"Dr. Kensington, does ADHD exist? Is ADHD even a real condtion?"
I've been asked this question by more than one of the parents in my practice.
As a doctor who treats ADHD, and as the mother of a son with ADHD, I am familiar with the viewpoints that suggest that ADHD is a largely “manufactured” or over-diagnosed condition.
After all, Attention Deficit Hyperactivity Disorder (ADHD) is the
most commonly diagnosed mental health disorder among children and adolescents
in the United States. There has been roughly a 50% increase in ADHD diagnoses in the US and UK over the past decade.
It is a neurobiological disorder that affects millions of children and adults in the United States. As many as three to 12 percent of children between the ages of 4-17 and up to 4-6% of US adults are diagnosed with ADHD.
These facts may lead to certain assumptions, but the real answer is more complex. So let's dig a little deeper....
Some folks believe that ADHD was invented by the pharmaceutical industry in order to earn profits by creating unnecessary medications for children who are simply behaving like energetic children.
After all, aren't all children occasionally hyperactive? Sure. Do our kids consume too much junk food and spend hours each day consuming media and video games rather than spending quality time playing outside or exercising? Yes.
However, a major difference difference between children behaving like children and children who suffer from ADHD is severity. The diagnostic criteria for ADHD require that ADHD symptoms must inhibit daily functioning such as being unable to sit still in class, chronically failing grades, etc. for a prolonged period of time.
There is a long list of diagnostic criteria that must be satisfied for a diagnosis of ADHD to be given, not just an occasional bout of hyperactivity.
One reason why some argue against the existence of ADHD is that mental health disorders are not diagnosed by medical or lab tests, but rather by observing behavioral and emotional symptoms. This does not make mental illnesses such as depression or anxiety any less real, however.
Further, brains scans of children with ADHD indicate that their brains are 3-4% smaller that non-ADHD brains, and that there is less blood flow to the frontal lobes of the ADHD brain.
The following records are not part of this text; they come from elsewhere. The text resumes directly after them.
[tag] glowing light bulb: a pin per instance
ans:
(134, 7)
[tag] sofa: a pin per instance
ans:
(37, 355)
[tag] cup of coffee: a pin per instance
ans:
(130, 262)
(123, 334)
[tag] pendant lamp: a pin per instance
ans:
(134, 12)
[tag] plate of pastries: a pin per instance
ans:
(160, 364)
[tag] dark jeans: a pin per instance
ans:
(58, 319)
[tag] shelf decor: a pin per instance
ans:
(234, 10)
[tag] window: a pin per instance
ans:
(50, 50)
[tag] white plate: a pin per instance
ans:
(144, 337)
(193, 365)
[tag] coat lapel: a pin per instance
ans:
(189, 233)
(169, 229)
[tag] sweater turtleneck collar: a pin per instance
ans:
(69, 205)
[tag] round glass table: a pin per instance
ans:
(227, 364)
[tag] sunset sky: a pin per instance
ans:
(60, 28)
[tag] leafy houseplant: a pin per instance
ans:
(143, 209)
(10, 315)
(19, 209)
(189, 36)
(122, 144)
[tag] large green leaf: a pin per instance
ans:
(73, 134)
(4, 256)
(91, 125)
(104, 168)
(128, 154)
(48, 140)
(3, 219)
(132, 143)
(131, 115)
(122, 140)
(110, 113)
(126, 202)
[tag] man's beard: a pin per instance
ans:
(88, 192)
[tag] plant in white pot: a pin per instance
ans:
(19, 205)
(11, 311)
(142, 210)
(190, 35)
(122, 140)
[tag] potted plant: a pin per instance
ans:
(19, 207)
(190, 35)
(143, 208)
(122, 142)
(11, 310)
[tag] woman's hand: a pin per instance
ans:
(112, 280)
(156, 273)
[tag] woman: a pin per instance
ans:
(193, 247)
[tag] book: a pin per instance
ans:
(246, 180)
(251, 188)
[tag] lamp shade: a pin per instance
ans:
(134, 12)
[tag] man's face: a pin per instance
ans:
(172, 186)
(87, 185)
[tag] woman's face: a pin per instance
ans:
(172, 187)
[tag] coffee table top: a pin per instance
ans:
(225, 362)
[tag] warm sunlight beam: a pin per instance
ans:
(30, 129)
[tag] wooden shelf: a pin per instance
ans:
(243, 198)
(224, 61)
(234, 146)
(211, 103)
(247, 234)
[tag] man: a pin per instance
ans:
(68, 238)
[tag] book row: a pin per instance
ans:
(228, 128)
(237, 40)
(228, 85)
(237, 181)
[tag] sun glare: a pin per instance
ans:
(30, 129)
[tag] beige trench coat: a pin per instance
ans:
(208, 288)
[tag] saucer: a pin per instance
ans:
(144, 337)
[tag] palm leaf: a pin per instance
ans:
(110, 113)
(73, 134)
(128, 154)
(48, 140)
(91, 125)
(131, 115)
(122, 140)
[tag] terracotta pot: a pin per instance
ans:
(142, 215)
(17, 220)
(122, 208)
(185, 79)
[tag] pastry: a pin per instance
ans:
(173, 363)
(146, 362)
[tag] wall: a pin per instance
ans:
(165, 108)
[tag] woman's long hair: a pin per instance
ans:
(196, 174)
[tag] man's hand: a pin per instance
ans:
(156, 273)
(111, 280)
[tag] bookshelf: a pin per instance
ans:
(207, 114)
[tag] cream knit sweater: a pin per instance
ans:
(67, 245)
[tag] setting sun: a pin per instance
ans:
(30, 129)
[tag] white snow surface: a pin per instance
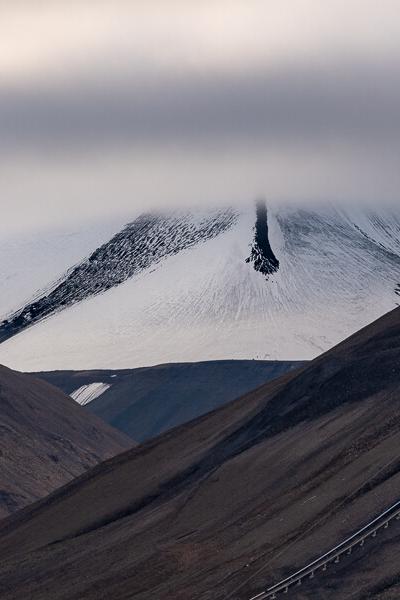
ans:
(338, 272)
(87, 393)
(35, 262)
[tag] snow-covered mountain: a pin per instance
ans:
(269, 282)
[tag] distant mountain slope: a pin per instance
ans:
(46, 440)
(224, 506)
(145, 402)
(272, 283)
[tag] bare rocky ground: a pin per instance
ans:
(46, 440)
(232, 502)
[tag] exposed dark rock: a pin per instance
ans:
(262, 255)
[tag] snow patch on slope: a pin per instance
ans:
(87, 393)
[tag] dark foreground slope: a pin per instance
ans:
(232, 502)
(46, 440)
(146, 402)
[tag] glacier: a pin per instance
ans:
(198, 294)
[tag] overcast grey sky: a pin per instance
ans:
(125, 105)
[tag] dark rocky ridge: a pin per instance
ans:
(224, 506)
(146, 402)
(140, 245)
(262, 255)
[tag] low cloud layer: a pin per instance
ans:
(175, 103)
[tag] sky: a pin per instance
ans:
(111, 108)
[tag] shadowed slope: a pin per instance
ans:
(46, 439)
(234, 501)
(148, 401)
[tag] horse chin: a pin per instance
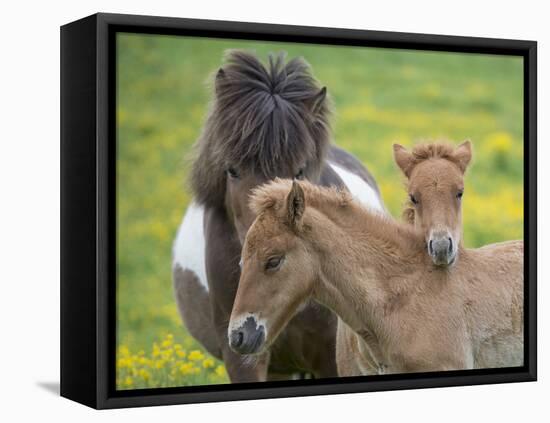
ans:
(444, 262)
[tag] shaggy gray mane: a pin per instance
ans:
(271, 120)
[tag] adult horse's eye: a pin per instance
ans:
(273, 263)
(232, 172)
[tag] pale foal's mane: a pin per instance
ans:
(342, 208)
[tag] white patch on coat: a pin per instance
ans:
(237, 322)
(189, 247)
(359, 188)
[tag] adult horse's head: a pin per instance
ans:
(265, 122)
(435, 183)
(278, 271)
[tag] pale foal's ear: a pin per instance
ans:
(295, 205)
(403, 158)
(463, 155)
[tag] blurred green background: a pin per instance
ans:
(381, 96)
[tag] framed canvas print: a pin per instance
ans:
(257, 211)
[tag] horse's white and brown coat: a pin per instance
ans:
(401, 313)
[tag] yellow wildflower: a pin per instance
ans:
(208, 363)
(195, 355)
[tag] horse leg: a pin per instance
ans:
(194, 307)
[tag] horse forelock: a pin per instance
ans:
(261, 121)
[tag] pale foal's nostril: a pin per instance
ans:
(237, 338)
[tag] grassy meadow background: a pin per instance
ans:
(381, 96)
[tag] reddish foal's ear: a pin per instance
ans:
(314, 104)
(295, 204)
(463, 155)
(403, 158)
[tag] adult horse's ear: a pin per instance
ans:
(295, 205)
(403, 158)
(220, 78)
(463, 155)
(315, 103)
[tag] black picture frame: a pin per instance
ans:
(88, 194)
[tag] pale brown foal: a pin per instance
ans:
(398, 312)
(435, 184)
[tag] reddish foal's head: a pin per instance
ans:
(435, 174)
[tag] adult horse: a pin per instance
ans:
(265, 122)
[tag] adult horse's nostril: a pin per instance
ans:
(237, 337)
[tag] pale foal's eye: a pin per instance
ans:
(273, 263)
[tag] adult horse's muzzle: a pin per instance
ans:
(442, 249)
(248, 338)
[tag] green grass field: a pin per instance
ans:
(381, 96)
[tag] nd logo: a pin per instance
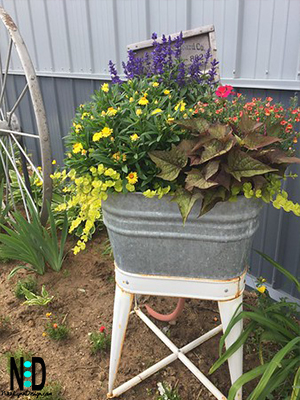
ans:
(25, 377)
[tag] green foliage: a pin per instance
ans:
(277, 329)
(17, 355)
(57, 331)
(217, 165)
(33, 299)
(32, 243)
(166, 392)
(100, 341)
(51, 391)
(28, 283)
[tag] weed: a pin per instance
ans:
(167, 392)
(17, 355)
(100, 341)
(29, 284)
(33, 299)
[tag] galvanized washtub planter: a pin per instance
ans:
(148, 236)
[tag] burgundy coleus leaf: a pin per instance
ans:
(195, 179)
(241, 165)
(254, 141)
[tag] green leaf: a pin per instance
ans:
(215, 148)
(170, 162)
(281, 269)
(195, 179)
(185, 201)
(199, 125)
(254, 141)
(272, 366)
(296, 386)
(242, 165)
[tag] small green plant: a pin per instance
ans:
(276, 329)
(56, 331)
(51, 391)
(29, 284)
(17, 355)
(33, 299)
(167, 392)
(100, 341)
(4, 322)
(32, 243)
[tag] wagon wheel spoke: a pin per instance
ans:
(19, 168)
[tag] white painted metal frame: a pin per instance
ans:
(229, 295)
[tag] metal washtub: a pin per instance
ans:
(148, 236)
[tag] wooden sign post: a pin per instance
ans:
(196, 42)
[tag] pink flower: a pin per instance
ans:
(224, 91)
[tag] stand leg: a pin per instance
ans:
(122, 306)
(235, 362)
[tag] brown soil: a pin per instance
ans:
(84, 293)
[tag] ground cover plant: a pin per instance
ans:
(276, 328)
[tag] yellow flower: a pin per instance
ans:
(261, 289)
(156, 111)
(180, 105)
(143, 101)
(132, 178)
(105, 87)
(97, 136)
(134, 137)
(77, 148)
(111, 111)
(106, 131)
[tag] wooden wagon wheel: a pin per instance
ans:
(13, 155)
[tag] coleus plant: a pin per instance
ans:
(221, 161)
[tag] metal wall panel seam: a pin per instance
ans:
(90, 36)
(238, 40)
(71, 63)
(285, 36)
(49, 36)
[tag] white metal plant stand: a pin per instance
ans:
(228, 294)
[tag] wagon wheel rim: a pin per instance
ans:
(11, 135)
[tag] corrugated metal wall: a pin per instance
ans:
(71, 41)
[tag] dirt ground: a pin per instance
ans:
(84, 293)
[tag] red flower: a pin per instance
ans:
(224, 91)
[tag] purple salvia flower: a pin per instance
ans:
(114, 73)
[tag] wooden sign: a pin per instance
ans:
(195, 42)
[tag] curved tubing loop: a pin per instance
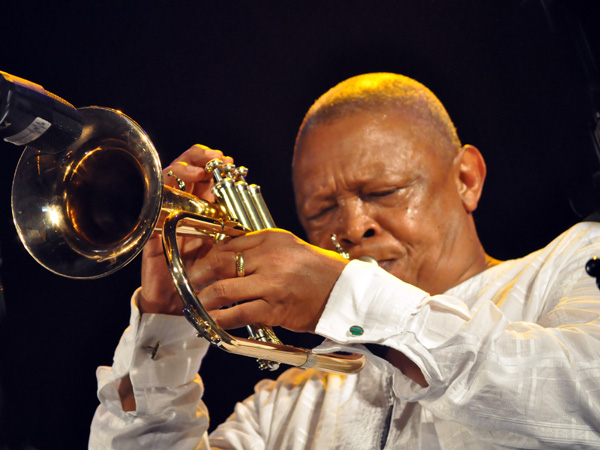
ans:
(208, 329)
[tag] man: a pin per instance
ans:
(476, 353)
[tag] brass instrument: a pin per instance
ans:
(87, 211)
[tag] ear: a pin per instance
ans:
(470, 176)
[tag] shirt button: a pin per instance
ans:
(356, 330)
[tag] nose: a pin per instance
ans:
(356, 223)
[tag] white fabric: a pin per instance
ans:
(512, 358)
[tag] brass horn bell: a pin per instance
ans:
(86, 211)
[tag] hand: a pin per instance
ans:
(287, 281)
(158, 292)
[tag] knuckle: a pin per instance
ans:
(220, 289)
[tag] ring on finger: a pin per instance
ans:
(180, 182)
(239, 264)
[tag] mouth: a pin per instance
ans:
(386, 264)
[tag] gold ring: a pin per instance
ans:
(180, 182)
(239, 264)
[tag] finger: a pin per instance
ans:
(231, 290)
(213, 267)
(242, 314)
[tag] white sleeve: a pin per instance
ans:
(537, 377)
(167, 388)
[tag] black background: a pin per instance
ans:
(239, 76)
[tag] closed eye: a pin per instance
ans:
(321, 213)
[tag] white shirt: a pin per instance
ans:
(512, 358)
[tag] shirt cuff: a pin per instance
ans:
(368, 305)
(158, 350)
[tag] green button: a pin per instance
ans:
(356, 330)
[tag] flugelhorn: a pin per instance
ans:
(86, 211)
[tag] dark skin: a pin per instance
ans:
(381, 187)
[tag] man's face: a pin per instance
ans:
(381, 188)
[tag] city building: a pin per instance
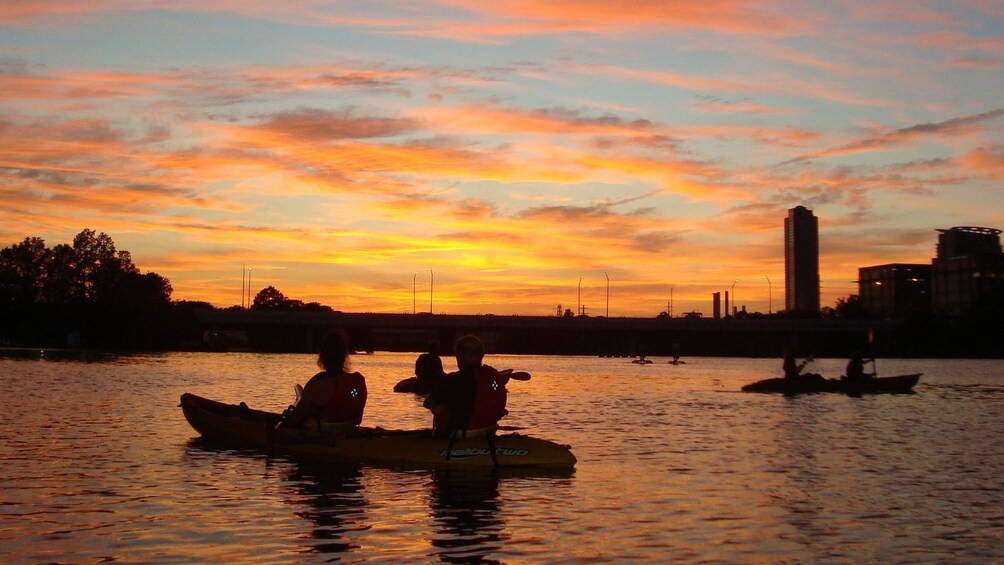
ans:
(897, 290)
(969, 266)
(801, 261)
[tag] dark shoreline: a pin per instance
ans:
(277, 331)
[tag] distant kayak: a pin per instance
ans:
(411, 384)
(241, 427)
(903, 383)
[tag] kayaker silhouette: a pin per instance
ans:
(333, 399)
(470, 401)
(429, 368)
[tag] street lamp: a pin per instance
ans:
(578, 302)
(735, 308)
(769, 298)
(607, 294)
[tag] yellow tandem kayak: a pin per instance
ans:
(242, 427)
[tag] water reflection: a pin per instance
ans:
(467, 513)
(333, 499)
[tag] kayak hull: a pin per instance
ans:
(412, 384)
(903, 383)
(239, 426)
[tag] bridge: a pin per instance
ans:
(298, 331)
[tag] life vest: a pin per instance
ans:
(486, 407)
(347, 399)
(489, 399)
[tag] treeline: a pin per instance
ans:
(82, 294)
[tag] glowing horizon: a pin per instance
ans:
(344, 150)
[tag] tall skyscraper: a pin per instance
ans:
(801, 261)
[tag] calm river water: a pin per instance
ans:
(674, 465)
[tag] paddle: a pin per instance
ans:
(871, 352)
(299, 396)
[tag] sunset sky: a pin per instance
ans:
(519, 153)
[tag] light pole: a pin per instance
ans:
(735, 308)
(607, 294)
(578, 301)
(769, 298)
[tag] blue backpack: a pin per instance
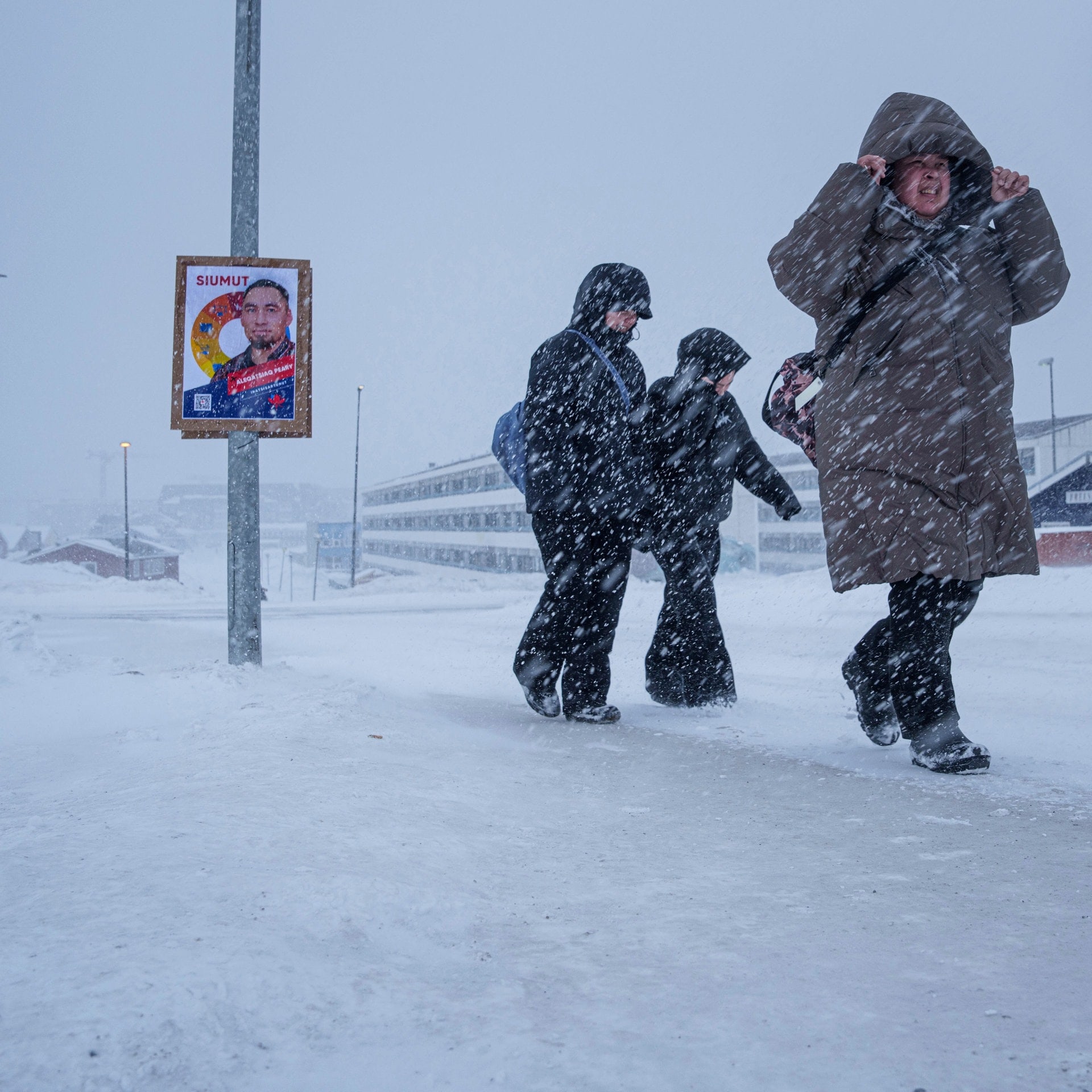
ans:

The frontal lobes and frontal cortex are responsible for executive functioning and decision-making, and a lack of development in this area may cause the impulsive behavior (acting without considering the consequences) associated with ADHD.
In addition, children with ADHD produce lower levels of the neurotransmitter (brain chemical) dopamine, which is involved in attention, memory, and problem solving. This is also why ADHD medications consist of stimulants that increase the level of dopamine in the brain.
Also, there seems to be a genetic component to the condition because ADHD tends to run in families. In studies of identical twins conducted by the University of Colorado, researchers found that a child whose identical twin has ADHD is eleven to eighteen times more likely to have ADHD than a non-twin sibling.
More importantly, whenever you ask yourself "Does ADHD exist?" just ask anyone with ADHD, particularly severe ADHD that hinders their daily functioning. ADHD sufferers will tell you it is as real as cancer or diabetes.
Attention Deficit Hyperactivity Disorder inhibits one's ability to maintain grades, employment, engage in healthy social relationships, and increases the risk of accidents. ADHD sufferers are also more likely to suffer from substance abuse and other mental illnesses such as depression and anxiety.